BMW now has the "pace to fight for wins" in the World Endurance Championship with its M Hybrid V8 LMDh, WRT team boss Vincent Vosse believes.
Vosse made the statement after the #15 WRT BMW shared by Marco Wittmann, Raffaele Marciello and Dries Vanthoor took M Hybrid's first WEC Hypercar class podium with second place behind Porsche in last Sunday's Fuji 6 Hours.
"We had the pace to fight the Porsche and fight for the win but P2 is still good, we'll take that," Vosse told Motorsport.com.
"We proved that we are now in the mix, that we can compete."
BMW's Fuji performance, which also encompassed the M Hybrid's best WEC qualifying performance with third position for Vanthoor, came after a step forward was made last time out at Austin earlier this month.
The best of the BMWs at the Circuit of The Americas, the #20 car shared by Rene Rast, Robin Frijns and Sheldon van der Linde, was on course for fifth before a penultimate-hour drive-through penalty and then sixth before the car stopped a lap too late at its final pit call and was penalised again for going over its energy allocation for the stint.
Vosse revealed that WRT and BMW were unsure whether they could follow up on that at Fuji, a track on which the M Hybrid had never previously raced or tested.

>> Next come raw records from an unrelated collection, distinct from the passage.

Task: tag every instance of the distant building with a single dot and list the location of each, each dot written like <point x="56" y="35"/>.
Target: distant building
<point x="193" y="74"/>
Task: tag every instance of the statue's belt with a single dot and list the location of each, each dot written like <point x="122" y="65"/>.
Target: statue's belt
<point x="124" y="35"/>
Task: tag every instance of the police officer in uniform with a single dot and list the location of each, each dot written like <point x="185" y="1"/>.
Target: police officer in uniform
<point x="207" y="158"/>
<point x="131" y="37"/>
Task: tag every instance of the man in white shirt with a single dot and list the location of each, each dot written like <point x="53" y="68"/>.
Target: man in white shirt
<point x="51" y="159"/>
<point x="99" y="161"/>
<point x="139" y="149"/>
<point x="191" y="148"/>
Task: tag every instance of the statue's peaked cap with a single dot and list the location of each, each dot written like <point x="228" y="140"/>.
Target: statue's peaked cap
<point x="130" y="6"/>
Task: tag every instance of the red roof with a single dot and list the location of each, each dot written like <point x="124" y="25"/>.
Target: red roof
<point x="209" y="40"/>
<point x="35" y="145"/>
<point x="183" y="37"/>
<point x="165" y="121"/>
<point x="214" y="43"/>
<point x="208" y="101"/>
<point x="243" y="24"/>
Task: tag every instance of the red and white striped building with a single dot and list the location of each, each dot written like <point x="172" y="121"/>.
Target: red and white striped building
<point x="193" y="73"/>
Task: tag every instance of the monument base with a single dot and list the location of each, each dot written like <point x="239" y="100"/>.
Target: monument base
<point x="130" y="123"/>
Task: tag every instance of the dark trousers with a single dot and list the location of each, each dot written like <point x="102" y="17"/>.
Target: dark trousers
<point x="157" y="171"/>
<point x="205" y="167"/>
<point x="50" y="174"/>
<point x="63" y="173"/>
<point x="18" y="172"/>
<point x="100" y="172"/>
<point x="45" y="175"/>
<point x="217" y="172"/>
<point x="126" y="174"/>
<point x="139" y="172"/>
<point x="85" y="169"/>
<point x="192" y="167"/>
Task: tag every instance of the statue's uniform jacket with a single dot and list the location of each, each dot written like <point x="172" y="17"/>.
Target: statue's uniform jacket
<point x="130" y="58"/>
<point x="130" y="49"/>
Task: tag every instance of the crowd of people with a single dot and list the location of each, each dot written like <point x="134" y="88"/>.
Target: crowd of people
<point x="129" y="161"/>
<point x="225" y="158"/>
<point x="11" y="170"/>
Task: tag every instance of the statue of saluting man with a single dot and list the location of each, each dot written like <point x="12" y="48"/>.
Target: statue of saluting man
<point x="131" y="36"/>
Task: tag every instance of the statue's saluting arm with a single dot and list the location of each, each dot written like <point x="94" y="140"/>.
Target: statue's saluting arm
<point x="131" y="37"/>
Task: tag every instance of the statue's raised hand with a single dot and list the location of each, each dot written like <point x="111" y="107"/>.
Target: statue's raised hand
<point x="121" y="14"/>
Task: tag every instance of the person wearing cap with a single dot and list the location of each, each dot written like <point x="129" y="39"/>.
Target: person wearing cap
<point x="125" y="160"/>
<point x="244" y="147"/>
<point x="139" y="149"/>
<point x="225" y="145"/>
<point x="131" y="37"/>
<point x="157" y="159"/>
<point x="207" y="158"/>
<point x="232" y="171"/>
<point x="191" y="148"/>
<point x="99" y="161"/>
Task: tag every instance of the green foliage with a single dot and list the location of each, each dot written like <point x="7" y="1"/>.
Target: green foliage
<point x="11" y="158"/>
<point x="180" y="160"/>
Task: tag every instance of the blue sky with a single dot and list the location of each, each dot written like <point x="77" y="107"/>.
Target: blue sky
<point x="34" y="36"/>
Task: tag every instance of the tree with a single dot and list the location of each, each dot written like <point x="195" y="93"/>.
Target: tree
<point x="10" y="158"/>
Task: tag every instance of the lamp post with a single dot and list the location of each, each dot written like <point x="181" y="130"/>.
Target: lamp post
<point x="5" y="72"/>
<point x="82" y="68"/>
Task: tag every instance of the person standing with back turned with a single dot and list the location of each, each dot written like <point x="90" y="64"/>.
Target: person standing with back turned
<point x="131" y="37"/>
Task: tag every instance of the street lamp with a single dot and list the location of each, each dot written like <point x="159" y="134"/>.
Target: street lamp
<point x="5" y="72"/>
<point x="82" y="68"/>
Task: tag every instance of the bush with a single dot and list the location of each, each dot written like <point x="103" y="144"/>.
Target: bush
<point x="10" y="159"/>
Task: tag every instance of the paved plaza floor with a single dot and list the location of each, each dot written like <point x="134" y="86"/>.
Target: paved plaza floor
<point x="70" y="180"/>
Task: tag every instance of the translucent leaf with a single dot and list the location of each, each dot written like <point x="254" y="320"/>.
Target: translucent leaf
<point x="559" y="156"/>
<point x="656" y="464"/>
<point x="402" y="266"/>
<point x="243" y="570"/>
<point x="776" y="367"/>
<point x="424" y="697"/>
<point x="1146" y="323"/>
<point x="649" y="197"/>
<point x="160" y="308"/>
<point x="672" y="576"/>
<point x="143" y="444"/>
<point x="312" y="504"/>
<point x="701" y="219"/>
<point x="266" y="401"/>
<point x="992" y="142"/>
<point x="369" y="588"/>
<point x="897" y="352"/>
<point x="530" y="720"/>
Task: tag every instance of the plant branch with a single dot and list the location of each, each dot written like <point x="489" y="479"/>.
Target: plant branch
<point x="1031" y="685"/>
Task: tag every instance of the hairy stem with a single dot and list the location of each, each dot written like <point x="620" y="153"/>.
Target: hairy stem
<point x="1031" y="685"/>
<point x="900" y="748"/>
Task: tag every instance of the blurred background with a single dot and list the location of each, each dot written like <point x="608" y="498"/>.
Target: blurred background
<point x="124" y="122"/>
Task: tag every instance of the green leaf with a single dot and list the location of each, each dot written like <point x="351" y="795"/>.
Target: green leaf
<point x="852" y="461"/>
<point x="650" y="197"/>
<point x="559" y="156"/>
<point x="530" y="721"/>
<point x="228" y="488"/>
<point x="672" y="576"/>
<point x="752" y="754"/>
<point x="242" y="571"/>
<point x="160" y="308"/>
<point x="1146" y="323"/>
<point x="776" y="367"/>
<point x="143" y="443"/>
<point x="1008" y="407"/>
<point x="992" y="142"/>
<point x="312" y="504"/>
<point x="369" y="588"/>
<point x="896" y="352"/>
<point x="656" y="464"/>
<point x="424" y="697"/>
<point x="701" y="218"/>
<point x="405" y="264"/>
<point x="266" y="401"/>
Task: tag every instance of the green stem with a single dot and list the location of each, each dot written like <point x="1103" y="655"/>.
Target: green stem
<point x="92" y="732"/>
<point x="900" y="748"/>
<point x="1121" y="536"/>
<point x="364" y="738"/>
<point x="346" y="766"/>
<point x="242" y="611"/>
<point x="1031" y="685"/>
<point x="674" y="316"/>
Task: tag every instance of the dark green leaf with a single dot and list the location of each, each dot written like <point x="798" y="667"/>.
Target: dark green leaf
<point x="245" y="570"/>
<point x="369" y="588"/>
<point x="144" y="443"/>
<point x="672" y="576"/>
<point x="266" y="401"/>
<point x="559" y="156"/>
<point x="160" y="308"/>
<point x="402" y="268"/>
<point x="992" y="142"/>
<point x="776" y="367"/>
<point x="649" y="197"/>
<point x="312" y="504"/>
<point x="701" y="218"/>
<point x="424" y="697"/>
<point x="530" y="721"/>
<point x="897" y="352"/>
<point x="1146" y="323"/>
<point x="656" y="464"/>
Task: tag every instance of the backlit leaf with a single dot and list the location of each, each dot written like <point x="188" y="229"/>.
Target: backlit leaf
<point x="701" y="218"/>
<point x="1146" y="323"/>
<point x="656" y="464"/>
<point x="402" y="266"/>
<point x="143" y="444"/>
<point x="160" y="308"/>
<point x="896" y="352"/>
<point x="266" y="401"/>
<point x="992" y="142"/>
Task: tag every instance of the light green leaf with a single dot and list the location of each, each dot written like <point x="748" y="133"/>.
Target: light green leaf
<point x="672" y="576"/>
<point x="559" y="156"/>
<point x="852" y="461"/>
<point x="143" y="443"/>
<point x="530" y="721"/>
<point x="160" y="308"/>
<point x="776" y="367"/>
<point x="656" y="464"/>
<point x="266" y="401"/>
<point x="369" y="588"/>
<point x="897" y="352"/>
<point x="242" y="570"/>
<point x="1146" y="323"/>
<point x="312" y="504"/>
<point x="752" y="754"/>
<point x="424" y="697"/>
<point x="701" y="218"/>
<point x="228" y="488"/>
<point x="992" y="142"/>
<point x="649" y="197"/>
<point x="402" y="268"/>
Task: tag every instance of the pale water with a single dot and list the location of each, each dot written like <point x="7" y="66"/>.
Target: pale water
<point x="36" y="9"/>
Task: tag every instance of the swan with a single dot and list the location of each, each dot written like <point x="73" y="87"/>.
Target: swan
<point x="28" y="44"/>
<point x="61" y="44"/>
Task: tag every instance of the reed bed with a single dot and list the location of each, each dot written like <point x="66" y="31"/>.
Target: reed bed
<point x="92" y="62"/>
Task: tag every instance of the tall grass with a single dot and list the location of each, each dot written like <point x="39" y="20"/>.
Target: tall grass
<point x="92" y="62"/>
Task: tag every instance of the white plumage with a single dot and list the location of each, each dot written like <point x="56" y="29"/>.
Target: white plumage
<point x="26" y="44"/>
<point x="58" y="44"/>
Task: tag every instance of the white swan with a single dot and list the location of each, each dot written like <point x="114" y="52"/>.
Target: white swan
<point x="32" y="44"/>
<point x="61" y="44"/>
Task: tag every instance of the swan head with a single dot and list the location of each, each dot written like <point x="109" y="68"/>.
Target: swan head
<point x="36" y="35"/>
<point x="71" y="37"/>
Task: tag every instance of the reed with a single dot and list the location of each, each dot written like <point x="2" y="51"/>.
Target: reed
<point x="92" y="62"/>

"There was clearly a change of track characteristic, but we showed here with our best results in qualifying and the race that we are continuing to make progress.
"We are improving every little thing, the team, the car and the drivers' understanding of the car, and the Balance of Performance has also helped us," explained Vosse. "We were not the quickest today, but we were up there and we did our job."
Vosse suggested that BMW could have won the race at Fuji but for a broken left rear rim when Marciello was involved in an incident with Cadillac driver Earl Bamber in hour three.
Because Marciello had to pit early to hand over to Vanthoor it removed the strategic advantage the car had gained by stopping under the first Virtual Safety Car that led into a full safety car.
Asked if BMW is going to the 2024 WEC finale in Bahrain to win the race, Vosse was non-committal.
"At least we are going to Bahrain with confidence that we are going to be somewhere up there," he said.
"To say we are going to win would be difficult because Hypercar is so competitive now. Step after step we are getting there, but to win everything needs to be perfect and today for us it wasn't because we had the broken rim."